DNA extraction and sequencing
Soil and fecal DNA were extracted from the collected samples using the MoBio Powersoil and Qiagen Powerfecal isolation kits according to the manufacture instructions respectively (MoBio Laboratories, Carlsbad, CA, USA). The phyllosphere genomic samples were extracted using Mobio Powersoil isolation kits after ultrasonic leave washing. Leaf samples were aseptically placed in the polypropylene tubes containing 0.1 mol/L potassium phosphate buffer (pH 7.0) as the washing buffer. After the ultrasonic clean bath and the membrane filtration, the microorganisms were dislodged for the nucleic acid extraction (Zhang et al., 2008). Subsequently, a quality and quantification assessment of the purified DNA was conducted by the Nana-Drop ND-1000 Spectrophotometer (NanoDrop Technologies Inc., Wilmington, DE). The final DNA samples obtained from three biotopes were diluted and stored at –80 °C for further analysis.

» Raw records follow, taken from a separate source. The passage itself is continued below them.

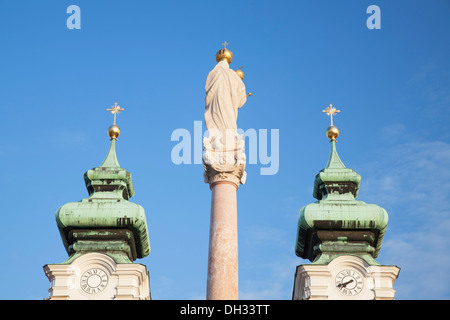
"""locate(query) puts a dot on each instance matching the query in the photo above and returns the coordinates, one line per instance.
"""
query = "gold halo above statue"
(224, 54)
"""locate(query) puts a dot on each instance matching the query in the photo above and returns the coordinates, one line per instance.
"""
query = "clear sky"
(392, 86)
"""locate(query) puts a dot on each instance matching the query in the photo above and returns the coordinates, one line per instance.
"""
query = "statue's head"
(224, 54)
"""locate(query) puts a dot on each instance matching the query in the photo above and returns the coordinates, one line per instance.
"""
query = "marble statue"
(224, 157)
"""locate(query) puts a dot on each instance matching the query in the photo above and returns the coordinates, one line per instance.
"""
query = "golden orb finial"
(332, 131)
(114, 130)
(224, 54)
(240, 73)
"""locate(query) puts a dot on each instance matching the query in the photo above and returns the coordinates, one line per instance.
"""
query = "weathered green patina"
(337, 223)
(106, 221)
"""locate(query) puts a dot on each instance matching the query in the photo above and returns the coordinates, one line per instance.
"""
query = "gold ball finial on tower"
(224, 54)
(332, 131)
(114, 130)
(240, 73)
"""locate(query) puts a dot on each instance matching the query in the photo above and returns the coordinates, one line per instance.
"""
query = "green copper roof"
(337, 222)
(106, 211)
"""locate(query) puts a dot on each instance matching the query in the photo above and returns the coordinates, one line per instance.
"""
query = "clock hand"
(346, 283)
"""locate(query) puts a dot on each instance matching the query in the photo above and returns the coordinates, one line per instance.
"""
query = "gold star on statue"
(331, 111)
(115, 109)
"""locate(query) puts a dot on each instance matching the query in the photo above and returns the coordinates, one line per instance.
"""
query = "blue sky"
(392, 86)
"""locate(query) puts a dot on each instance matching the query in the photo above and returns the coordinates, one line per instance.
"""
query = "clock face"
(349, 282)
(93, 281)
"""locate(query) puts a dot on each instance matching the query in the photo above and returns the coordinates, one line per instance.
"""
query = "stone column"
(222, 282)
(224, 171)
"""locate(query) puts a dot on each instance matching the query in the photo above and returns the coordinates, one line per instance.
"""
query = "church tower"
(341, 236)
(102, 234)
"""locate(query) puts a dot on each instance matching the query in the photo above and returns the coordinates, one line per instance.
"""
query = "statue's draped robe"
(225, 94)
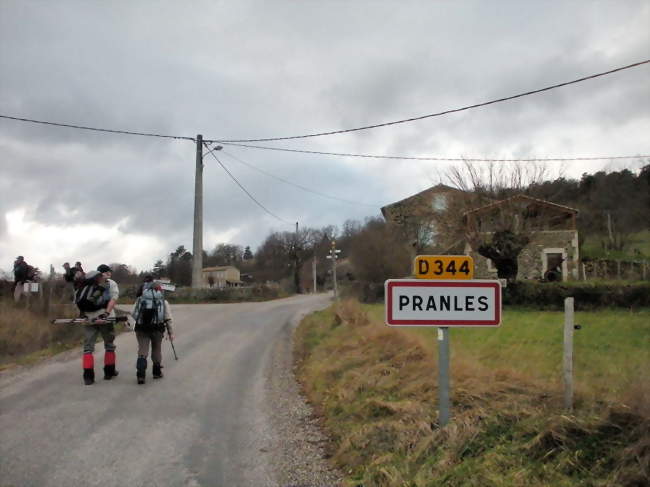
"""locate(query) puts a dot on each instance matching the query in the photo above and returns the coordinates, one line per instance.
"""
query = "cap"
(92, 274)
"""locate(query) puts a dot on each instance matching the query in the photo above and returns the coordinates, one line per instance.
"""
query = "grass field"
(611, 351)
(640, 241)
(28, 336)
(375, 389)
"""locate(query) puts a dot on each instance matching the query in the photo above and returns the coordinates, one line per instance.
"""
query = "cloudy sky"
(242, 69)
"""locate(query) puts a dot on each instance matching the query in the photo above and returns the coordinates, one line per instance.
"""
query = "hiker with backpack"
(152, 316)
(23, 272)
(68, 277)
(96, 302)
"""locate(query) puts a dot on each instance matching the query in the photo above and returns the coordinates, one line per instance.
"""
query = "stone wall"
(532, 261)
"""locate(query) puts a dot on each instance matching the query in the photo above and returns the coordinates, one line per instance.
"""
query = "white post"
(444, 403)
(568, 354)
(197, 242)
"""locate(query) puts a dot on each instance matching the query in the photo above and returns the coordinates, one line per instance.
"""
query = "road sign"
(444, 267)
(415, 302)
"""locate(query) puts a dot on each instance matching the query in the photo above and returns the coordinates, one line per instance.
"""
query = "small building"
(221, 277)
(423, 217)
(437, 220)
(552, 231)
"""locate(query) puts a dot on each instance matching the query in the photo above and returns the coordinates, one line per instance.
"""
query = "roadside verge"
(375, 390)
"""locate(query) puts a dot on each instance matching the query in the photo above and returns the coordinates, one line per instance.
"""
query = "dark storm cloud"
(249, 69)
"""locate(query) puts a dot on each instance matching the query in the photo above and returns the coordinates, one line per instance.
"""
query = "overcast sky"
(244, 69)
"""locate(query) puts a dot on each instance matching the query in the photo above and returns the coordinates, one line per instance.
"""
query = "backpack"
(78, 278)
(69, 275)
(90, 296)
(149, 312)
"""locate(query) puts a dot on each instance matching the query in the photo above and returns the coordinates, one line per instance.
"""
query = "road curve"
(205, 424)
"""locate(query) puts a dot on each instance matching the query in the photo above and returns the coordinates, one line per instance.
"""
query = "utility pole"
(296, 258)
(333, 256)
(197, 247)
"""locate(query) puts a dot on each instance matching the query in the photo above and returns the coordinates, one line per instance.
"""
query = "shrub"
(587, 295)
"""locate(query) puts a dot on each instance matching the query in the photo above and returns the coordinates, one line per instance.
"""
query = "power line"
(95, 129)
(246, 191)
(472, 159)
(438, 114)
(300, 186)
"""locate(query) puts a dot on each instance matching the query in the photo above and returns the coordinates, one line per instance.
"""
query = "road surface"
(208, 422)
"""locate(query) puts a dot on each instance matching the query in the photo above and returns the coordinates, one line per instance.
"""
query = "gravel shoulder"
(297, 442)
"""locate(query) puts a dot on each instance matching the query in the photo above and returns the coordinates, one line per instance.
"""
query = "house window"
(439, 202)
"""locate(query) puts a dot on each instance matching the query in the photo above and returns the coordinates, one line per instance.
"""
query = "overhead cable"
(299, 186)
(438, 114)
(246, 191)
(96, 129)
(413, 158)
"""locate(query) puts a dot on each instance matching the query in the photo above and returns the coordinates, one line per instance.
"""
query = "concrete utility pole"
(567, 365)
(197, 247)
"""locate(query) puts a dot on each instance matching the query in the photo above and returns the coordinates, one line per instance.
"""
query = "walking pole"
(170, 340)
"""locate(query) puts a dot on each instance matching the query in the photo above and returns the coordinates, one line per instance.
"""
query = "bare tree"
(496, 223)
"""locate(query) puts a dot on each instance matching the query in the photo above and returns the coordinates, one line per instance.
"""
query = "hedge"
(587, 295)
(542, 295)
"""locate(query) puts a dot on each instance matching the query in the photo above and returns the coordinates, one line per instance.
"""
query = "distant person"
(113, 291)
(152, 316)
(68, 277)
(79, 275)
(96, 303)
(23, 273)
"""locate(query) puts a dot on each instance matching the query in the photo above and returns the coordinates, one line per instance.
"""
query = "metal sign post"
(444, 403)
(443, 295)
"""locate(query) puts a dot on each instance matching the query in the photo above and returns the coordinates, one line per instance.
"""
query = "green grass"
(640, 241)
(375, 389)
(611, 351)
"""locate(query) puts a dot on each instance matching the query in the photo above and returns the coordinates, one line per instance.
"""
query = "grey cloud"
(230, 70)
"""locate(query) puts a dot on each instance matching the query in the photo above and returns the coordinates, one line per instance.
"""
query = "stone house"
(221, 277)
(436, 220)
(424, 217)
(552, 231)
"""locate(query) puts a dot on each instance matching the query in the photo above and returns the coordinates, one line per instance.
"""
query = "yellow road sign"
(444, 267)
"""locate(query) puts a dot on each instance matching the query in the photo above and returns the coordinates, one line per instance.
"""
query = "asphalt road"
(206, 423)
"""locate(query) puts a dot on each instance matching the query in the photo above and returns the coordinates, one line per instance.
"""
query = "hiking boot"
(89, 376)
(89, 368)
(157, 373)
(141, 367)
(110, 372)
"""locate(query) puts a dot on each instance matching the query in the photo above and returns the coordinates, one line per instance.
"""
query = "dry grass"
(24, 332)
(375, 389)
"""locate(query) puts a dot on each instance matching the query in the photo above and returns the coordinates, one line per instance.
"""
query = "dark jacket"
(21, 271)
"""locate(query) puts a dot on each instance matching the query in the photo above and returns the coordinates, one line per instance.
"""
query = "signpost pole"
(568, 354)
(444, 406)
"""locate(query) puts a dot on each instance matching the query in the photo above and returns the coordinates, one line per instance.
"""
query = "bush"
(227, 295)
(366, 292)
(587, 295)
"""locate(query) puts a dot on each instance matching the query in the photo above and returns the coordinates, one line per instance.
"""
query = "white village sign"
(418, 302)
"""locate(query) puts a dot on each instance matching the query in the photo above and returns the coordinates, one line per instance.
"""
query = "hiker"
(112, 292)
(79, 275)
(152, 316)
(23, 273)
(96, 302)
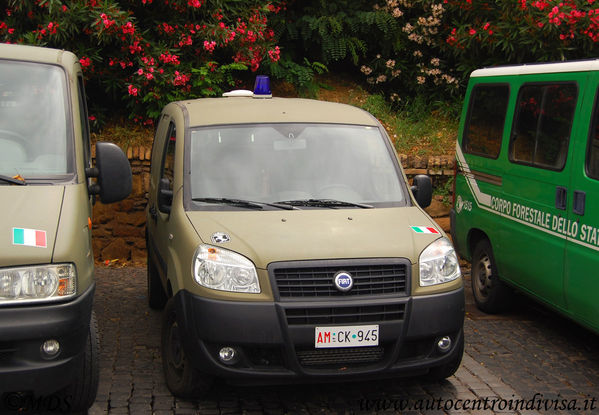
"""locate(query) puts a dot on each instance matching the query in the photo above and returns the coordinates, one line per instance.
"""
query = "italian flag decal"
(29, 237)
(424, 229)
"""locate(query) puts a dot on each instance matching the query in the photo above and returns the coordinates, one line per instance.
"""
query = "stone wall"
(119, 228)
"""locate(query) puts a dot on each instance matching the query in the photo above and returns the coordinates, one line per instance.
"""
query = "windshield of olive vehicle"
(282, 162)
(33, 136)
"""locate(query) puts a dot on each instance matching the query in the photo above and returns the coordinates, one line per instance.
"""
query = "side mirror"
(165, 195)
(113, 173)
(422, 189)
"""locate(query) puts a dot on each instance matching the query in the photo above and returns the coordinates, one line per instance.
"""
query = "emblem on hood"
(220, 237)
(343, 281)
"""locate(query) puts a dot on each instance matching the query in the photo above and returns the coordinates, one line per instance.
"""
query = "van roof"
(245, 110)
(36, 54)
(538, 68)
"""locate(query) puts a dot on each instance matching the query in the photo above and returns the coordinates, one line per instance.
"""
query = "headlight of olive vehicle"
(37, 283)
(221, 269)
(438, 263)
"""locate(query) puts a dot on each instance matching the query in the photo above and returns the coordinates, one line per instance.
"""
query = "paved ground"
(530, 355)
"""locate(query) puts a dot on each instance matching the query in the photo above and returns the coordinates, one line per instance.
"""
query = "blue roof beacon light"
(262, 87)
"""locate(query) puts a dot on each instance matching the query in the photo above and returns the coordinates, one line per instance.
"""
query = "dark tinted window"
(593, 150)
(168, 159)
(486, 116)
(541, 133)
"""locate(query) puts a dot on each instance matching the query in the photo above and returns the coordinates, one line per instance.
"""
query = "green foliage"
(501, 32)
(334, 31)
(138, 55)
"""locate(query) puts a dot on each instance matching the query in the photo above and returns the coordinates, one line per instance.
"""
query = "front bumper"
(273, 343)
(23, 330)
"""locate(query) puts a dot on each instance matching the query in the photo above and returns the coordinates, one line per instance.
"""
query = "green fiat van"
(527, 186)
(48, 333)
(286, 245)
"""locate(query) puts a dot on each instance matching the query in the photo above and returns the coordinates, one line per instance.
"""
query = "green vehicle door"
(582, 255)
(535, 185)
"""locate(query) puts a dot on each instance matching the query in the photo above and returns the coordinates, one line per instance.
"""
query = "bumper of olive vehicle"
(266, 340)
(24, 365)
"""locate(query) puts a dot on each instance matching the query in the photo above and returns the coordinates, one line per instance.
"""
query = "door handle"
(561, 196)
(579, 202)
(153, 213)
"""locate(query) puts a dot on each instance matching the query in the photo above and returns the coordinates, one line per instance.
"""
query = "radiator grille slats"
(347, 357)
(305, 282)
(345, 315)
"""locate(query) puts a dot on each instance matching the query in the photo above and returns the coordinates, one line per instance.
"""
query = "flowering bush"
(485, 33)
(145, 53)
(415, 67)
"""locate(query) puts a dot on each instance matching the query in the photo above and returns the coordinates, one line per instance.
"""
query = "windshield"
(304, 164)
(33, 125)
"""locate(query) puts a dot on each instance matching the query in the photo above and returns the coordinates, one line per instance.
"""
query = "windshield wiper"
(330, 203)
(242, 203)
(12, 180)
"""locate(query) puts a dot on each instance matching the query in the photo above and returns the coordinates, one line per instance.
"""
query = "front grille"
(345, 315)
(350, 356)
(317, 281)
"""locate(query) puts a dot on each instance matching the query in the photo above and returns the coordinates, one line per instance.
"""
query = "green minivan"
(527, 186)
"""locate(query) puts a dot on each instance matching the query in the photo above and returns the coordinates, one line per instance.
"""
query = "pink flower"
(132, 90)
(209, 46)
(85, 62)
(274, 54)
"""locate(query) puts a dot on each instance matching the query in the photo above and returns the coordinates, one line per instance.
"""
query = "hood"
(270, 236)
(28, 223)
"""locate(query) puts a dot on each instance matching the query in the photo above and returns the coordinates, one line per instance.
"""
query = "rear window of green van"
(486, 116)
(541, 130)
(593, 149)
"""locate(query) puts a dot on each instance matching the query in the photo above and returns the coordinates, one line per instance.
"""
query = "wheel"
(448, 369)
(156, 295)
(182, 379)
(81, 393)
(490, 293)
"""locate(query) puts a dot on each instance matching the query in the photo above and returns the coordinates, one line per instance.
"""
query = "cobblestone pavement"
(530, 355)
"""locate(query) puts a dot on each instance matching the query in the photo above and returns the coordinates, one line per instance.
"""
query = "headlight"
(37, 283)
(438, 263)
(221, 269)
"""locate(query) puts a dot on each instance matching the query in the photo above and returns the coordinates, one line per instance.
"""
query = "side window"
(168, 158)
(592, 164)
(542, 126)
(486, 116)
(84, 121)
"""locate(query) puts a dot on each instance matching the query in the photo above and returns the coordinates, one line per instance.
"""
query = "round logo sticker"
(220, 238)
(343, 281)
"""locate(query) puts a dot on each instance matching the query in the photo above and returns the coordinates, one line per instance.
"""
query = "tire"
(448, 369)
(182, 379)
(491, 295)
(81, 393)
(156, 295)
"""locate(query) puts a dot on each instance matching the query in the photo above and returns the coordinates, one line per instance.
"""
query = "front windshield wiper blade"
(242, 203)
(12, 180)
(330, 203)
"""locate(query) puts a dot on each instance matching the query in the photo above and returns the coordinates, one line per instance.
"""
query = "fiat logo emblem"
(343, 281)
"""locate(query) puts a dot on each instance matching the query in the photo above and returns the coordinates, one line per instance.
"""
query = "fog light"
(227, 355)
(444, 344)
(50, 348)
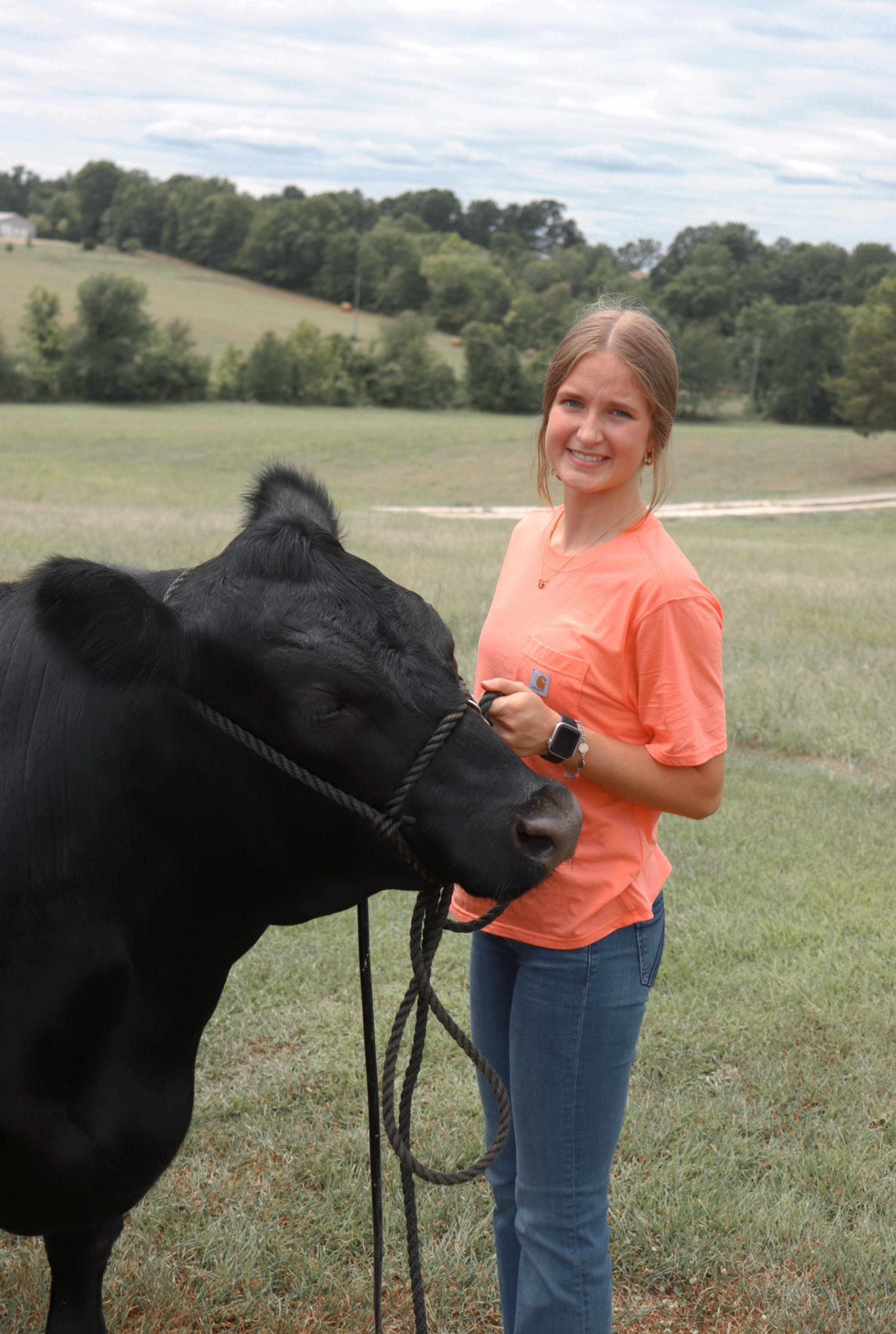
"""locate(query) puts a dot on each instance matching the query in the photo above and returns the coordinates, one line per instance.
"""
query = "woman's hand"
(521, 717)
(525, 721)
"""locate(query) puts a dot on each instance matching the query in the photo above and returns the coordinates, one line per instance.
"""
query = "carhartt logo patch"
(541, 682)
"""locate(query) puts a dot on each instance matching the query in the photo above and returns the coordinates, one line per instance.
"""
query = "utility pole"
(754, 371)
(358, 293)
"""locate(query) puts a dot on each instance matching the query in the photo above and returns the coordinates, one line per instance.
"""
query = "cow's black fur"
(142, 852)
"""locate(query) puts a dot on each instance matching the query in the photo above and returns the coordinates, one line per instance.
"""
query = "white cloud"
(175, 131)
(642, 122)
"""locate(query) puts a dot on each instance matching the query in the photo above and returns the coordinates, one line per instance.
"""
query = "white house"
(14, 227)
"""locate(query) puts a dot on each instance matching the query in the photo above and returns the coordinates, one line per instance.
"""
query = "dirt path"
(694, 510)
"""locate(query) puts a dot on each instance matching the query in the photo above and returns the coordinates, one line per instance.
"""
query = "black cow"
(143, 852)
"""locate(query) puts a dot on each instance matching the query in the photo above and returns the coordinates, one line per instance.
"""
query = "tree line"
(806, 331)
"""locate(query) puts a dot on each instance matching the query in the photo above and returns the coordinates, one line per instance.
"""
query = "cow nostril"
(550, 829)
(537, 845)
(539, 836)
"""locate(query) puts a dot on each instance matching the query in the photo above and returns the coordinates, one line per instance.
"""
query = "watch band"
(566, 740)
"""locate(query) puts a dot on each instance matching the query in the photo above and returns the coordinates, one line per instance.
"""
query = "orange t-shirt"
(629, 640)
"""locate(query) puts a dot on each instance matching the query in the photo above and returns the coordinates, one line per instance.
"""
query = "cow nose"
(550, 825)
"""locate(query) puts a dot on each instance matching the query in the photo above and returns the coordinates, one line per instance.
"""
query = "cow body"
(142, 852)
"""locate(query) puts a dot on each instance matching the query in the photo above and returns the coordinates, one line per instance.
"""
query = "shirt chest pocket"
(558, 678)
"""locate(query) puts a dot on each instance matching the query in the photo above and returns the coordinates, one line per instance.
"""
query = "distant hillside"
(220, 307)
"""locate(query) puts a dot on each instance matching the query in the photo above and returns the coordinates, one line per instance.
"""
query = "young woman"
(606, 650)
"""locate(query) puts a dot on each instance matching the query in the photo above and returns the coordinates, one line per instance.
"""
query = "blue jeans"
(560, 1028)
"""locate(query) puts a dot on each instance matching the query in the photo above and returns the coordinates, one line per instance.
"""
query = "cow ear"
(293, 497)
(108, 623)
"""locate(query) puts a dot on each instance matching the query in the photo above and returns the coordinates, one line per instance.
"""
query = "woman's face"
(599, 429)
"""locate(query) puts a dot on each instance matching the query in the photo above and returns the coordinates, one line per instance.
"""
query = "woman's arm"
(525, 721)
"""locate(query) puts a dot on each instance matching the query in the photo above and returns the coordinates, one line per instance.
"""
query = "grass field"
(220, 307)
(755, 1187)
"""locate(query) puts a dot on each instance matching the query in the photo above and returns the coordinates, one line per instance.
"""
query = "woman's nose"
(591, 430)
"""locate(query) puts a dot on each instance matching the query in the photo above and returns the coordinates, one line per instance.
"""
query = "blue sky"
(643, 118)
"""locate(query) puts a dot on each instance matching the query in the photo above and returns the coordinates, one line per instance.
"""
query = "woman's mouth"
(588, 458)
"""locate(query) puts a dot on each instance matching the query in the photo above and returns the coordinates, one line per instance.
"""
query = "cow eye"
(322, 709)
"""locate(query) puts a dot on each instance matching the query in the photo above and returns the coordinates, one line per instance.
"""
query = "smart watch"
(565, 742)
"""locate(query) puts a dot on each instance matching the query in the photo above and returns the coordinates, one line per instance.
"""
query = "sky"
(642, 118)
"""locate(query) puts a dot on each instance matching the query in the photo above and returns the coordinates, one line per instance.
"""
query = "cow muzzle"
(549, 826)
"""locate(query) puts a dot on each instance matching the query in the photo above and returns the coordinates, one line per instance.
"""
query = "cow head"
(329, 661)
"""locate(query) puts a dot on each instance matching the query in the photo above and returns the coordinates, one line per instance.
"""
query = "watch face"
(565, 741)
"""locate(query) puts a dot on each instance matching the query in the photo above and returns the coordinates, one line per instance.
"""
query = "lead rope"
(429, 922)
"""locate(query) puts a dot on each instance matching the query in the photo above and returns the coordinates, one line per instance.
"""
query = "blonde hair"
(625, 327)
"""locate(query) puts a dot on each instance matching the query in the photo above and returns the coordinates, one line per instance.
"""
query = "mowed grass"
(220, 307)
(755, 1181)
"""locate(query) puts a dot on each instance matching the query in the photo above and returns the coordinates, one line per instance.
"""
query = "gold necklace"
(546, 580)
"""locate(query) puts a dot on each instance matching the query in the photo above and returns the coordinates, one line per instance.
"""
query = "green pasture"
(755, 1187)
(220, 307)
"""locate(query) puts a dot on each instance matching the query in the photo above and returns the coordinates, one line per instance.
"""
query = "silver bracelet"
(582, 750)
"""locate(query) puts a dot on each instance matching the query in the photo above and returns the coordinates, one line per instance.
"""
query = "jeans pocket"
(651, 938)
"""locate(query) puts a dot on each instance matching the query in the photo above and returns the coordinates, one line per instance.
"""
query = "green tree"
(799, 274)
(118, 354)
(866, 393)
(327, 370)
(868, 263)
(230, 374)
(707, 289)
(63, 217)
(43, 345)
(138, 213)
(94, 187)
(207, 222)
(286, 243)
(409, 374)
(112, 331)
(270, 373)
(759, 335)
(742, 242)
(495, 379)
(797, 351)
(390, 259)
(706, 366)
(171, 368)
(335, 279)
(439, 210)
(11, 386)
(466, 286)
(541, 319)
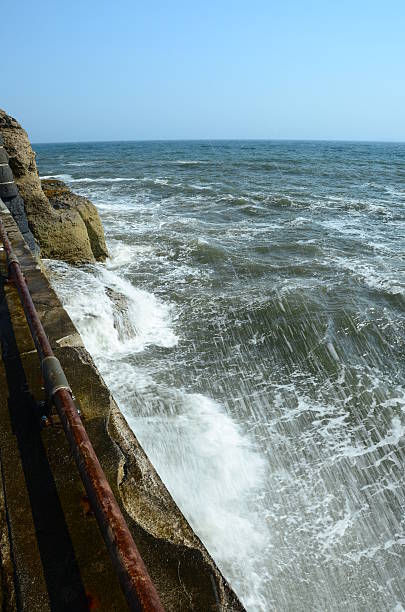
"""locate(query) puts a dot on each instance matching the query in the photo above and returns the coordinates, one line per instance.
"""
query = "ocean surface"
(251, 325)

For the Illumina Miseq High-throughput sequencing, PCR amplification of
16S rRNA were performed with universal bacterial primers 338F and 806R in the region V3-V4 (Mori et al., 2014), universal fungal primers ITS1F and ITS2R (Bokulich & Mills, 2013) and universal archaeal primers 524F-10-ext and arch958R in the region V4-V5 respectively (Pires et al., 2012). The amplicon procceded to be sequenced on an Illumina Miseq PE250 platform.